The facts are there. There is massive human cost for no marginal capital gain. Over 500,000 people have been hit, with deductions of £14 for one room and £22 for two. They have to meet the shortfall from their own wallets. And yet just 6% of people affected by bedroom tax have moved after being hit. And how could they? There are 180,000 tenants under-occupying two-bedroom houses, but only 85,000 smaller houses available. And the policy hasn’t even performed its task: it had aimed to save £500m, it’s estimated to have brought in just £360m. Pittance.

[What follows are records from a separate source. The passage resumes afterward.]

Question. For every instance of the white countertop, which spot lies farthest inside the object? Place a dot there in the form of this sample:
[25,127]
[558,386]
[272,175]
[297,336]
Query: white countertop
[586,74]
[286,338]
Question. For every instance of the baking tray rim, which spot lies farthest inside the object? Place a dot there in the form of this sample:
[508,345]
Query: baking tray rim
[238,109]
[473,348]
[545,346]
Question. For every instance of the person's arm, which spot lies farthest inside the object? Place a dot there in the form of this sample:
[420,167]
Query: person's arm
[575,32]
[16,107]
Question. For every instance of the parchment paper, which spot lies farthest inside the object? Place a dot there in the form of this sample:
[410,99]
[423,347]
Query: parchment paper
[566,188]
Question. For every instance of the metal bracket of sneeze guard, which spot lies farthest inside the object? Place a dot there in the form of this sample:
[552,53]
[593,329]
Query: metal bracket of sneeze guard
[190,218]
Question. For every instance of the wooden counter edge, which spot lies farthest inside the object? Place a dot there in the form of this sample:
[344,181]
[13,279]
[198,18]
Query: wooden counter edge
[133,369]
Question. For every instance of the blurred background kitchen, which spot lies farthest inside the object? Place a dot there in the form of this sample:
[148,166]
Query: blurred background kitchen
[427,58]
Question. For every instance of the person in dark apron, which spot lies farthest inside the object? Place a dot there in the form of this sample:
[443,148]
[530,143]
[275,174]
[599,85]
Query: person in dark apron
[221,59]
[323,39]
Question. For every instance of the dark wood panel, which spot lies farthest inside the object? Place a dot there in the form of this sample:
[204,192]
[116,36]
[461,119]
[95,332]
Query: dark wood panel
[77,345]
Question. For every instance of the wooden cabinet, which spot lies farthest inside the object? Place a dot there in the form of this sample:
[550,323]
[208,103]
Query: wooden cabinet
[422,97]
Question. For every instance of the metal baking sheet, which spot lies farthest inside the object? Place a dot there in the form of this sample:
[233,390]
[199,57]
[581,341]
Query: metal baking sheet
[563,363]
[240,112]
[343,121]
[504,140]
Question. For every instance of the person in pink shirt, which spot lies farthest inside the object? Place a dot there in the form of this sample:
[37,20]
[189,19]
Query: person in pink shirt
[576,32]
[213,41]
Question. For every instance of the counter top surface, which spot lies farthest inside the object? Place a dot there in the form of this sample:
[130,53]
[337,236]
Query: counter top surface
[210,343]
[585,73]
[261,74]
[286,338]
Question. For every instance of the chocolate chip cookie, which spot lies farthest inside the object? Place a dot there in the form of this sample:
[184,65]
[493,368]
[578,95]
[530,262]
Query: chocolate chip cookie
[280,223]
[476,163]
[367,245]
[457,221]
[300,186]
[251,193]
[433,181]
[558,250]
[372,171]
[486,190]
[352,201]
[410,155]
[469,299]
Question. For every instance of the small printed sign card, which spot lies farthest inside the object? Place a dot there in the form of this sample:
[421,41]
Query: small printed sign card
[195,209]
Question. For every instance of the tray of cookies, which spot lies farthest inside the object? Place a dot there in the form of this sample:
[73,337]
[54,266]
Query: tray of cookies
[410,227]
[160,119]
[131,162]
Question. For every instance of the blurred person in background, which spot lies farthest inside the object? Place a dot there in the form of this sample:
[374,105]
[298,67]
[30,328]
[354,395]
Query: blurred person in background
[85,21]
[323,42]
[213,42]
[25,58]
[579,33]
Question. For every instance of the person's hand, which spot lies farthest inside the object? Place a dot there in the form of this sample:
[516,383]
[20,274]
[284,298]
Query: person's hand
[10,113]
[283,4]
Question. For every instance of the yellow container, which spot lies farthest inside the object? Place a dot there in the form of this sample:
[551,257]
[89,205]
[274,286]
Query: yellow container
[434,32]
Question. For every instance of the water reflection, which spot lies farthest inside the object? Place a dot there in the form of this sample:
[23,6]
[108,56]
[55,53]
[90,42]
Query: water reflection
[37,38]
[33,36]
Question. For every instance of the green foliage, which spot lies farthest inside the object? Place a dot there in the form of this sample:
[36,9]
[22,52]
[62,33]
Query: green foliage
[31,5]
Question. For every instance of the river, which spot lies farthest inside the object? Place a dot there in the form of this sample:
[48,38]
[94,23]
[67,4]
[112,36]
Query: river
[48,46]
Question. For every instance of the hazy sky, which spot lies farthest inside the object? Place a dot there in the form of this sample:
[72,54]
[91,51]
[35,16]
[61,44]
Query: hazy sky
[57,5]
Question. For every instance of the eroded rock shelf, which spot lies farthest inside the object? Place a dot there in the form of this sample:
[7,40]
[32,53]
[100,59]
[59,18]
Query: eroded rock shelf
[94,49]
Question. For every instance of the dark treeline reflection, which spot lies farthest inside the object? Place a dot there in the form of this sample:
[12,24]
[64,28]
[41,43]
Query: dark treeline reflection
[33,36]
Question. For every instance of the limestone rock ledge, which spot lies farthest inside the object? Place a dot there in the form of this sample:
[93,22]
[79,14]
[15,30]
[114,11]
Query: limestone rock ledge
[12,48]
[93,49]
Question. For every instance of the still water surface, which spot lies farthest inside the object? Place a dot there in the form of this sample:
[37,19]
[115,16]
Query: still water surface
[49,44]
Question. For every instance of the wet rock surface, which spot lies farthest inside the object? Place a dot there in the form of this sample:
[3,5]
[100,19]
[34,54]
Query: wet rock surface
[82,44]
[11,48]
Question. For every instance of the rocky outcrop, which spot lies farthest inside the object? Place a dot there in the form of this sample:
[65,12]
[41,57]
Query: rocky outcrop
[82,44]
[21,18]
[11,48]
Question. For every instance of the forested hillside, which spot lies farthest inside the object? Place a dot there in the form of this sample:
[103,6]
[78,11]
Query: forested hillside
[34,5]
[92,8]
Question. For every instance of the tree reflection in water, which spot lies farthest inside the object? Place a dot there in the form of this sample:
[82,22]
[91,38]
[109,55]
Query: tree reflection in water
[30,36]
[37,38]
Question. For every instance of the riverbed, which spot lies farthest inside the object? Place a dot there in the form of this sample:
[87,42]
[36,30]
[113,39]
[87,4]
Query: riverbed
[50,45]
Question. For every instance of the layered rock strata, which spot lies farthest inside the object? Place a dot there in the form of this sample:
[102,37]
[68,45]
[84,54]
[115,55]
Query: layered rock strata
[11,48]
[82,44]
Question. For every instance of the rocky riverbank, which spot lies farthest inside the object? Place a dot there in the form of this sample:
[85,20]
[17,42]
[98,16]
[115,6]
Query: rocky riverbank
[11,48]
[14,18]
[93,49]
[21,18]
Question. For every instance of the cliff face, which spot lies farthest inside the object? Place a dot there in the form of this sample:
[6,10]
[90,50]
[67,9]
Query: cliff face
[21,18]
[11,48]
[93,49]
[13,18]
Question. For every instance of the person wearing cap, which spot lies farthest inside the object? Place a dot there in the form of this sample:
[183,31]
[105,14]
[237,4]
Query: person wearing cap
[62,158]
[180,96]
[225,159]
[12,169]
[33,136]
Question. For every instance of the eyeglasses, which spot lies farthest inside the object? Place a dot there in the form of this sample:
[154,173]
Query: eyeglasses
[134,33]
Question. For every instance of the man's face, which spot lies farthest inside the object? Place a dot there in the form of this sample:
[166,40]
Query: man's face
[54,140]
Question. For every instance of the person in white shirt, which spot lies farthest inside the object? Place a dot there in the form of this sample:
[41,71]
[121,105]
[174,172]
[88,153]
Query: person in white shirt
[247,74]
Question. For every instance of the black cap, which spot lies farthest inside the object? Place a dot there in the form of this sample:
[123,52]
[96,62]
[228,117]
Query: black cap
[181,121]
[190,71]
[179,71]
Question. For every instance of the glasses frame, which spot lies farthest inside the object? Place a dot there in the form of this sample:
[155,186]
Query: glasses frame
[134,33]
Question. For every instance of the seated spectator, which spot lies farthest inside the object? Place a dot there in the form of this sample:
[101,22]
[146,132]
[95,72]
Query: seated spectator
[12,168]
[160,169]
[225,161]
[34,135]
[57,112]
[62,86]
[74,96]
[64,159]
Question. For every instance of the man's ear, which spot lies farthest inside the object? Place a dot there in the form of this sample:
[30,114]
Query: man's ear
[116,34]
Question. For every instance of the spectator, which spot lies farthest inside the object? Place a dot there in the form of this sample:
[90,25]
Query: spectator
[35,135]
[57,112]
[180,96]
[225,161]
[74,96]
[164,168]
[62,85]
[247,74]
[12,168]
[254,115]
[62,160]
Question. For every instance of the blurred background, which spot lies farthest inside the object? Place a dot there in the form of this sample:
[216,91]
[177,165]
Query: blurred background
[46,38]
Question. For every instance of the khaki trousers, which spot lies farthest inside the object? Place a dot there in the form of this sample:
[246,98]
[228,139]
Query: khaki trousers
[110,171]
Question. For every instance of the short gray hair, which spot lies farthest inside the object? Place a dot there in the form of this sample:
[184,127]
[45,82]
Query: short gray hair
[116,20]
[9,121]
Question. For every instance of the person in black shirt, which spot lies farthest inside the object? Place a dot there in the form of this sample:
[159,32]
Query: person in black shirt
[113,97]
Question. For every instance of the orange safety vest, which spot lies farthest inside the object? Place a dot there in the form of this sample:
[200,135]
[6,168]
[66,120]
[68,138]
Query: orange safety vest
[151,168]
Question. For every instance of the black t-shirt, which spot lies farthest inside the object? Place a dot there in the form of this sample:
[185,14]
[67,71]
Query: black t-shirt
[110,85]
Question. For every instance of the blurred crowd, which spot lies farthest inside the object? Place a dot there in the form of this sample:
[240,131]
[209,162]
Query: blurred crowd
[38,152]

This is at a crucial time. And especially, this is a crucial time for disabled people. They are about to receive a huge reduction in their incomes due to Iain Duncan Smith’s imminent and deep cuts to Employment and Support Allowance (cuts, of course, we must put all our willpower into opposing). Already devastating, you can only imagine the catastrophe facing those also inflicted with the bedroom tax. This is a vital crossroad for thousands of families
It is also, despite widespread support for other welfare cuts, divisive among the British public. Originally enjoying majority support, the most recent poll found half the population opposing the bedroom tax with 49% against and 41% for. This is, partially, a good example of Labour capitalising on a narrative and sticking to it. ‘The bedroom tax’ stuck in the national psyche, and it is now toxic. But it is simply toxic because the British people see it is unfair and cruel. It doesn’t help the Conservative brand –still plagued with accusations of nastiness- in any way, shape or form, and they certainly don’t need it for competence’s sake.

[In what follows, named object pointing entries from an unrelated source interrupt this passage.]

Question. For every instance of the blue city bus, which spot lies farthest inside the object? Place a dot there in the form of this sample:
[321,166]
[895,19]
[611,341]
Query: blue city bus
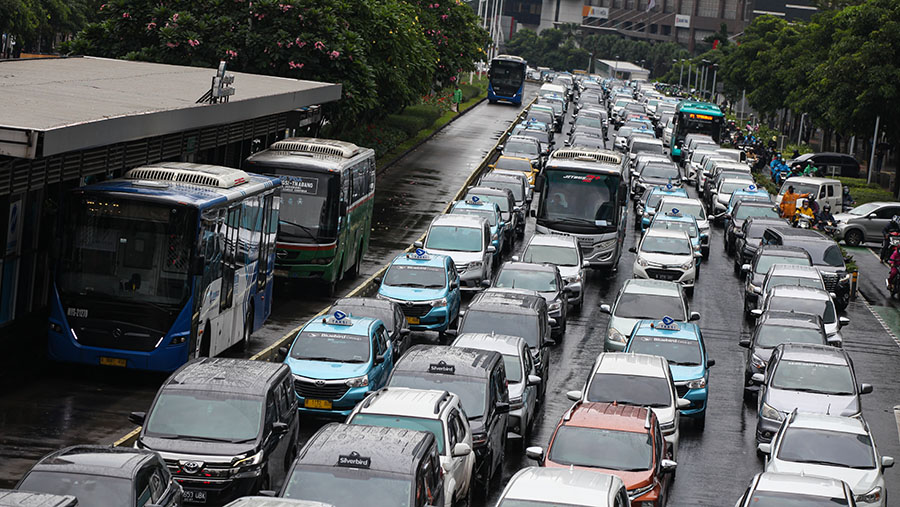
[170,262]
[506,79]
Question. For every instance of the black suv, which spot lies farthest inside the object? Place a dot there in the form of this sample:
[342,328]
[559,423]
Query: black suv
[104,475]
[479,378]
[373,466]
[826,256]
[225,427]
[513,312]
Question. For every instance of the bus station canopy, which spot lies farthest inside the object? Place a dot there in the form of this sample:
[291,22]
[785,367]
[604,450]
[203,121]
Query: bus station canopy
[58,105]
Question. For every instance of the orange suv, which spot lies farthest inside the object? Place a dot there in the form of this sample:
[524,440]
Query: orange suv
[623,440]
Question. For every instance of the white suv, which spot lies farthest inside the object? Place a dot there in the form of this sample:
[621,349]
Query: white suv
[636,379]
[438,412]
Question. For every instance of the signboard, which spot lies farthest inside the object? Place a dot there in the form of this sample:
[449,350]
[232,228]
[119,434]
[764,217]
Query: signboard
[592,11]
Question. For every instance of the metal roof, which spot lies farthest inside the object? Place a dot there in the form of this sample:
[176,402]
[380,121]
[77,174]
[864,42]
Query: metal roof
[58,105]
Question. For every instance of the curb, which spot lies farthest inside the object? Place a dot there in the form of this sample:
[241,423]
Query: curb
[367,286]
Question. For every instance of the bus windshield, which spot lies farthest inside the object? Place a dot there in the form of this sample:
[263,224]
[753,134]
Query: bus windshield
[576,201]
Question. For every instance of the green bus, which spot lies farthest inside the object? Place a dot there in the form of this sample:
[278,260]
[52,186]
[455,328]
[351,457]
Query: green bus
[695,118]
[328,193]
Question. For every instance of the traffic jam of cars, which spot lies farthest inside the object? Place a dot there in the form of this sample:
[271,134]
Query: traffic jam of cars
[417,422]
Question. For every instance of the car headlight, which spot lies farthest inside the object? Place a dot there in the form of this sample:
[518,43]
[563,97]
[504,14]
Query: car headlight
[769,412]
[871,497]
[699,383]
[615,336]
[358,381]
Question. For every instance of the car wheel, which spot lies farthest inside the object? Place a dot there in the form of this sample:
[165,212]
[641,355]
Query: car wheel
[853,238]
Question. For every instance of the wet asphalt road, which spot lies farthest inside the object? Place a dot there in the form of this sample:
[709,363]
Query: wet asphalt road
[39,413]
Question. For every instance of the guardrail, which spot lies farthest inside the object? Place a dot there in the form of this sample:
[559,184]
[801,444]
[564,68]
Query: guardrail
[367,287]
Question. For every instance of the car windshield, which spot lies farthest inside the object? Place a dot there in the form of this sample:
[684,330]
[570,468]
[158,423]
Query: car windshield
[660,171]
[630,390]
[665,245]
[676,351]
[88,489]
[765,261]
[537,280]
[649,306]
[814,377]
[599,448]
[455,239]
[331,347]
[205,415]
[770,336]
[422,277]
[821,307]
[471,391]
[433,426]
[823,447]
[349,486]
[556,255]
[511,324]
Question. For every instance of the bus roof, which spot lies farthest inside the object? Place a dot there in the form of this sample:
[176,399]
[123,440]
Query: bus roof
[151,185]
[688,106]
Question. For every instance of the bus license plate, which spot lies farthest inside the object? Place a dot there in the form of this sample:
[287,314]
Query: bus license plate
[194,496]
[320,404]
[113,361]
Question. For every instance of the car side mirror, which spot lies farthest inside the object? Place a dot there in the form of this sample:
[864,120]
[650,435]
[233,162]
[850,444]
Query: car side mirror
[137,417]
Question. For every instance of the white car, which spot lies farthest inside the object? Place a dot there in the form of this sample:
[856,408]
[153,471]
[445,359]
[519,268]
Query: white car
[636,379]
[563,486]
[564,253]
[831,446]
[438,412]
[665,254]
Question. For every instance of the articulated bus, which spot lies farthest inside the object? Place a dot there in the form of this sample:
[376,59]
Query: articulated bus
[506,79]
[170,262]
[695,118]
[328,196]
[583,193]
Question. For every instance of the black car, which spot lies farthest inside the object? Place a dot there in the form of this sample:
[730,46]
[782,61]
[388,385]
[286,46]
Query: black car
[755,271]
[372,466]
[772,329]
[479,378]
[826,256]
[742,211]
[226,427]
[387,311]
[104,475]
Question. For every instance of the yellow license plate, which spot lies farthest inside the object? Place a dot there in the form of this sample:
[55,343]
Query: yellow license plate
[320,404]
[113,361]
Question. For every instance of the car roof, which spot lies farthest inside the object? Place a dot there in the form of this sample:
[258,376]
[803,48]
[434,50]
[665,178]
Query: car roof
[629,363]
[405,401]
[466,362]
[568,486]
[387,449]
[226,374]
[108,461]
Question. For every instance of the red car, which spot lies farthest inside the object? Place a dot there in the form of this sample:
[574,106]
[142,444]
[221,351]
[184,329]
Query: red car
[622,440]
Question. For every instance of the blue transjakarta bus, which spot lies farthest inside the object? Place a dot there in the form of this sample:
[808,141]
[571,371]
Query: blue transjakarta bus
[170,262]
[506,79]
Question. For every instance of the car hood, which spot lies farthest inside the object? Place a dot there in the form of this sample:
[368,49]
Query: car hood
[326,370]
[411,293]
[815,403]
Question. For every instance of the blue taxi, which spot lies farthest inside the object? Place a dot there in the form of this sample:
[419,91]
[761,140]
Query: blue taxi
[336,360]
[681,343]
[646,206]
[674,219]
[426,286]
[477,206]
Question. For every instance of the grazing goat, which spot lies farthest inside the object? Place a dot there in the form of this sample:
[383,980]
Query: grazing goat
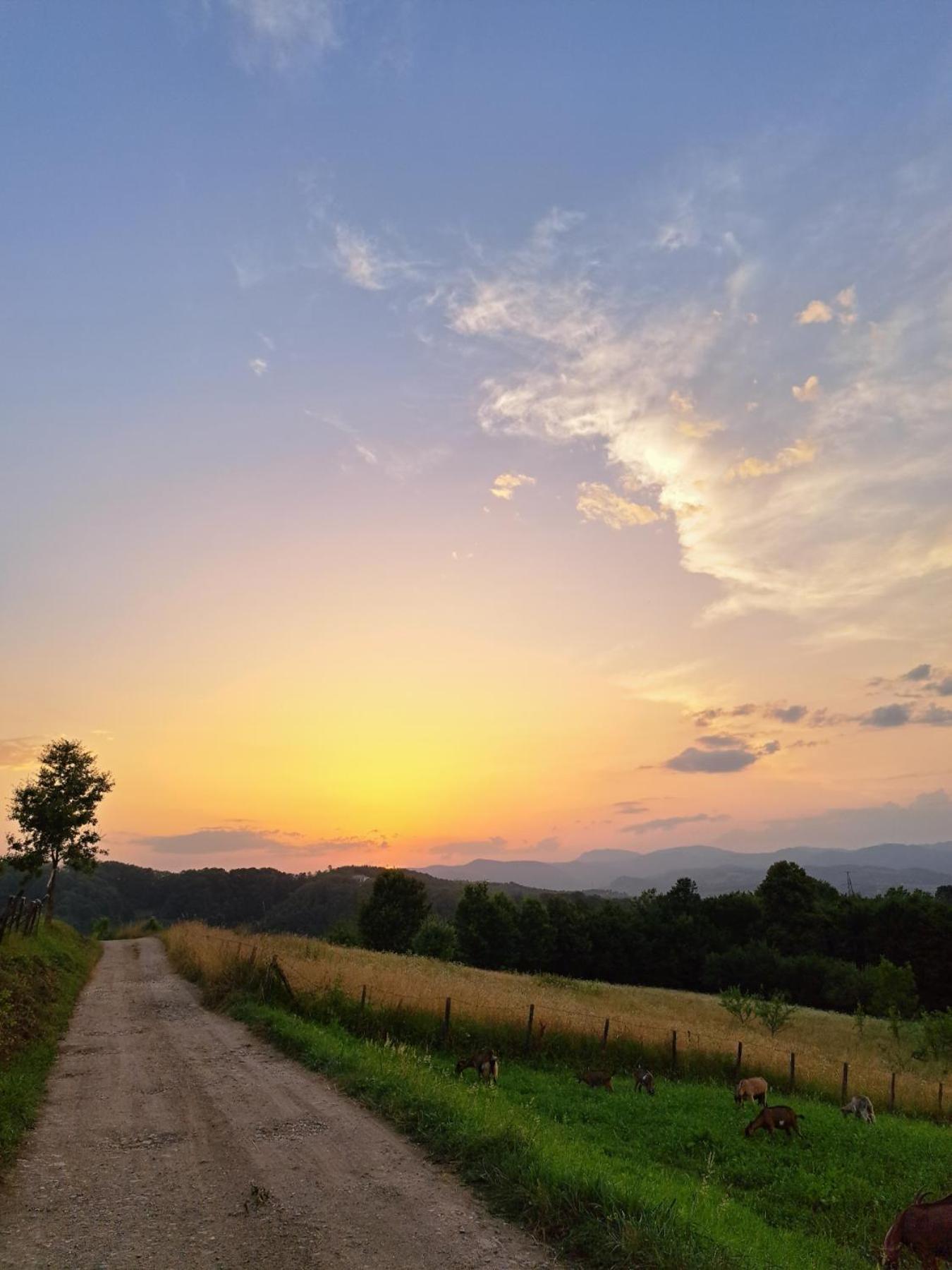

So it is little surprise that it is starting to become toxic at the margins of the Conservative Party. A bit late, perhaps, but it is finally becoming an issue in the ranks of the party and on its benches. Supported emphatically only by a few, there is dissent among some backbenchers, and even Cameron’s speech writer. There has been since June of last year, after MPs had heard it come up on the doorstep. If Cameron will not listen to the pleas of a mother, perhaps he will hear out his own MPs.

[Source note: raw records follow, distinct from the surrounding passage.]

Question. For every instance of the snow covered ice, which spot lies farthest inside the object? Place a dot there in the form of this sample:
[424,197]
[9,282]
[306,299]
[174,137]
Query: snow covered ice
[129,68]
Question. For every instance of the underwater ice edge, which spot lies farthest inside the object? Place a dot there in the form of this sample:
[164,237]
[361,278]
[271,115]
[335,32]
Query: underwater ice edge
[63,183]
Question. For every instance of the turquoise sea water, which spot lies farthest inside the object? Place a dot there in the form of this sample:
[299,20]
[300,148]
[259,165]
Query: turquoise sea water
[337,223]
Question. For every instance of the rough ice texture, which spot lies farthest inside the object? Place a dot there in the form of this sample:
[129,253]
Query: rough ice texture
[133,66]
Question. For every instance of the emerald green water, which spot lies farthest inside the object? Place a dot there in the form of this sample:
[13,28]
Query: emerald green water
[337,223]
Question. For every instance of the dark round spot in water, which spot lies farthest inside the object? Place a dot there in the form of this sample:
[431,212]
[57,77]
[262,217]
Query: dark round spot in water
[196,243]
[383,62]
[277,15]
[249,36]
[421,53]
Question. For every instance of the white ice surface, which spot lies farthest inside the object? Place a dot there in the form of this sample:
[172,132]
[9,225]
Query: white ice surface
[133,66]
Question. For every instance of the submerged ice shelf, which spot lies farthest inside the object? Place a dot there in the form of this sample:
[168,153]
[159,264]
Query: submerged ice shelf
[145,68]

This is a key opportunity for opposition parties, with Labour’s leadership, to reach across the aisle and extent a hand to those MPs who finally acknowledge the human suffering that comes with this most awful legislation, and demand a graceful U-turn. And a U-Turn, like the tax credits, that we can offer our support for without party politics being a consideration. It is a palatable issue, one of those rare issues that, as an opposition facing the begrudging fact of a Conservative majority, we may be able to shape.
These are rare windows wherein we can make huge differences from the opposition benches. Usually the Conservatives are unmovable, their benches filled to the brim with conformity. But not this time.
That is why we should call on Labour and other opposition parties to devote an Opposition Day to the repeal of the Bedroom Tax. Labour has tried this before, both in 2013 and again in 2014, but the tide may be turning, and we must continue to fight this front harder than we’ve ever fought before. The concern in Tory ranks raised immediately after the election, in June, has yet to be capitalised on. And if that doesn’t work, we can and must maintain a sustained cross-party Campaign to End the Bedroom Tax.
Go out to the streets with it, leaflet, lobby individual MPs and rally activists. There are some issues that simply cannot wait till 2020, that cannot simply be a manifesto pledge. This is one of them.